Za kilka dni kończy się umowa o pracę z mielecką Stalą trenerowi Jackowi Wiśniewskiemu. W Mielcu głośno mówiło się o jego przejściu do Muszynianki na asystenta Bogdana Serwińskiego. Temat był, ale jak się okazało, znikł równie szybko, jak się pojawił.

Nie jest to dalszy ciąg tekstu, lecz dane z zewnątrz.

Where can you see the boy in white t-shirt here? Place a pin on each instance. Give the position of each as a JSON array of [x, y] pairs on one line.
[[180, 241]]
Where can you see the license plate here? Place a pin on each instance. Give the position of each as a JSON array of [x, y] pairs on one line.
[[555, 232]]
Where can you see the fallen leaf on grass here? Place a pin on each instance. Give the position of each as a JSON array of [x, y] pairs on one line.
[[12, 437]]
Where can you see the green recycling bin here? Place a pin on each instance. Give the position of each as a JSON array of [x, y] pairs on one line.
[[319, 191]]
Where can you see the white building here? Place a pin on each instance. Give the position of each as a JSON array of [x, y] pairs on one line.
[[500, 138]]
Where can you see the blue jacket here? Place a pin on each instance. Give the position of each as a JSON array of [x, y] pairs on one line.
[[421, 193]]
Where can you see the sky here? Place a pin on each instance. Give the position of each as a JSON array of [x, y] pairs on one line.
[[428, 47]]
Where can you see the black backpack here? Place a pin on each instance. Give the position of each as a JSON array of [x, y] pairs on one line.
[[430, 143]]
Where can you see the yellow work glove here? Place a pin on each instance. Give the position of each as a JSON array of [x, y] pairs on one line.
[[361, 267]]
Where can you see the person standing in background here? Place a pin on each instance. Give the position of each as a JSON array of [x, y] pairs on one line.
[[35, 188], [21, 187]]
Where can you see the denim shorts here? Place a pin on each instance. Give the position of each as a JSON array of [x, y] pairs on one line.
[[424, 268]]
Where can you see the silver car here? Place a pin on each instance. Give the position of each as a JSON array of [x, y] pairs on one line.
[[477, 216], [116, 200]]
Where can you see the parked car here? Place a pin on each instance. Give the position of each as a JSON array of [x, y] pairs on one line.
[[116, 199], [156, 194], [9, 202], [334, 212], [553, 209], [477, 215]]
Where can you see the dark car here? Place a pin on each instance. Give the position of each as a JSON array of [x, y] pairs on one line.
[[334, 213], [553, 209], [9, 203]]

– To fakt, że miałem propozycję z Muszyny. Jednak nie będę pracował w klubie znad Popradu
– mówi Jacek Wiśniewski. – Pomagierem Bogdana Serwińskiego został ostatecznie Rysiek Litwin. Nie rozpaczam wcale z tego powodu. Mam jeszcze jedną poważną propozycję, nad którą się zastanawiam. Wszystko wyjaśni się w tym tygodniu. Jeżeli jednak i ta nie wypali, odpocznę przez pewien czas od siatkówki na ligowym poziomie i zajmę się szkoleniem młodzieży. I wcale nie będę rozpaczał z tego powodu. Będę po prostu robił to, co lubię
.
Na razie Jacek Wiśniewski odpoczywa po męczącym sezonie, w którym razem z siatkarkami wykonał kawał dobrej roboty. Szkoda tylko, że nie przyjął oferty działaczy mieleckiej Stali i nie został asystentem Romana Murdzy, który zmienił go na trenerskim stołku.